Posted: 15 January 2014

Opened: Tuesday, 14 January 2014, 1809 MST
Temperature: 60°F
Session: 645
Conditions: Clear, some breezes

At 1815 MST, viewed Jupiter with the 8" LX200-ACF telescope, 83X, low in the eastern sky. Three moons were visible. I then began setting up to photograph the Jupiter-Moon conjunction with the D7000 DSLR on a photographic tripod. This image is a combination of two f/8, ISO 400, 210mm images, one at 1/640sec to show the moon and the other at 1/2sec to show Jupiter:

Mouseover or tap the image above to see a magnified inset showing Jupiter's moons

At 1830 MST, I returned to the telescope and viewed the moon using 83X. A slight terminator was visible (moon 21 hours before Full). I switched from the 70-300mm lens on the D7000 DSLR to the 8mm 180° fisheye lens and did some sky photography. When not photographing the sky, I monitored Jupiter using 83X as it rose higher in the east.

This f/16, 30sec, ISO 1600, 8mm fisheye lens photo was taken at 1902 MST and shows the SkyShed POD observatory, the bright moon, Jupiter (just left of the moon), the constellations of Auriga (top), Gemini (where Jupiter is), and Orion (above the tree on the right):

Click or tap on the photo above to see a larger version (1.5 MB)

I resumed Jupiter observing at 1910 MST, 222X. Seeing was not very good. Occasional wind gusts also created some telescope movement, causing Jupiter to jump around in the eyepiece. At 1919 MST, did a tour of the moon, 222X. Although seeing was not very good, there were some interesting sights along the terminator. Switched to the 2" 24mm UWA eyepiece (83X) and viewed the very bright nearly full moon. I don't have a 2" moon filter so the view was almost painful.

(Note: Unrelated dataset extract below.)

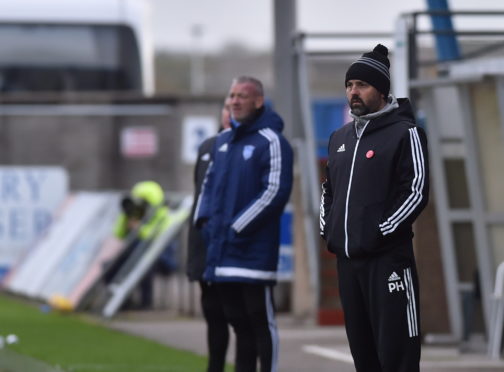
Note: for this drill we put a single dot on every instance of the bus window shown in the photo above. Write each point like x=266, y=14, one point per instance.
x=50, y=57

At 1935 MST, took this handheld iPhone 5s afocal 83X photo of the moon (slightly cropped):


Slewed the 8" telescope back to Jupiter and checked the seeing using 83X. Still not very good even with Jupiter now better positioned in the sky. And the forecast for the rest of the night was for poor seeing. Breezes were also continuing. So there was no point in doing Jupiter video recording tests this night. Began closing the observatory.